Donald Trump fait le buzz après la finale de la Coupe du monde, où il a paru refuser de quitter la scène après avoir remis le trophée à l’Espagne. Il avait soutenu l’Argentine, relançant l’idée d’une « malédiction Trump ».
L'Espagne a triomphé en Coupe du monde, en battant l'Argentine 1-0 en finale et décroche ainsi sa deuxième étoile sur le maillot, après son succès de 2010.
Cette victoire a aussi alimenté la théorie de la « malédiction Trump », après que le président américain a révélé qu'il soutenait l'Argentine, en déclarant : « Il est difficile de parier contre Messi. »
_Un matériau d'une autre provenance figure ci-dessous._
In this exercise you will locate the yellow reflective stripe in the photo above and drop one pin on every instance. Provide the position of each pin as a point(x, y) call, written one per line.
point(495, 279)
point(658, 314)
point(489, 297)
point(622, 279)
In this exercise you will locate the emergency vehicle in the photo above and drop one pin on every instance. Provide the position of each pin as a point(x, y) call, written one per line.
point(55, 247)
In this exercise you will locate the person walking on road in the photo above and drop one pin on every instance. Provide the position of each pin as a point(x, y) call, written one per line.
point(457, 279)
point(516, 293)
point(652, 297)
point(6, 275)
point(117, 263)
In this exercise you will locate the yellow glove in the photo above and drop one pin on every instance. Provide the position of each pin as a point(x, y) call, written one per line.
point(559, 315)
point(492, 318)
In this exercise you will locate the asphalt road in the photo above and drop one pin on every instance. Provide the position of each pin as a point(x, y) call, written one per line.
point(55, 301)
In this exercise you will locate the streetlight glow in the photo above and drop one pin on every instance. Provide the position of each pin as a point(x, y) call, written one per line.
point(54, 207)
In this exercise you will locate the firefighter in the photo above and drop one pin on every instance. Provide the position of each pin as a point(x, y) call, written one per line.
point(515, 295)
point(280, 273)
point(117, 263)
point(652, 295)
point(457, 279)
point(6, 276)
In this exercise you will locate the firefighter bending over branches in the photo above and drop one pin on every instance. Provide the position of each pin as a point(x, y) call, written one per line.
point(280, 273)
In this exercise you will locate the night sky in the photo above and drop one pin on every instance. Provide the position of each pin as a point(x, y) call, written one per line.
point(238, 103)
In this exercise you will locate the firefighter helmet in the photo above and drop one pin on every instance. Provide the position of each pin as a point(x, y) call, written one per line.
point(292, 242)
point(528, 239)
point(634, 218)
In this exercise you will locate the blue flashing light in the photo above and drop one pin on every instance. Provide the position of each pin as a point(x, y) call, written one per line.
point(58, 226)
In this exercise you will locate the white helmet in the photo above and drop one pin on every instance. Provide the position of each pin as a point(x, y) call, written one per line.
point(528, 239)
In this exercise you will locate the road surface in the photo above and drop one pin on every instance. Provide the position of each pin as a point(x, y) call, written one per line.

Interrogé par FoxNews avant le match, Trump a décrit le président argentin Javier Milei comme un « ami à moi » qui a fait un « travail formidable », et s'est joint à Benjamin Netanyahu pour soutenir l'Argentine.
Mais le scénario ne s'est pas vraiment déroulé comme il l'espérait. Comme nous l'expliquions, les équipes sportives adoubées par Trum, ou même sa simple présence aux matches, subissent fréquemment des défaites.
Cette théorie du "chat noir" a été relancée durant la Coupe du monde, notamment après la défaite humiliante des États-Unis contre la Belgique, une rencontre éclipsée par le plus grand scandale du tournoi.
Dès la victoire de l'Espagne, l'expression « malédiction Trump » s'est de nouveau mise à faire le buzz en ligne.
Donald Trump a lui aussi été au cœur des tendances en ligne après la finale, après avoir semblé refuser de quitter la scène lors de la remise de la Coupe du monde à l'Espagne.
Trump est le premier président américain en exercice à assister à une finale de Coupe du monde à domicile et a remis ce trophée aux vainqueurs. Une fois la cérémonie terminée, il est resté à proximité de l'équipe.
Cela a poussé le président de la FIFA, Gianni Infantino, à courir vers Trump et à tenter activement de l'éloigner de l'équipe pour la photo finale.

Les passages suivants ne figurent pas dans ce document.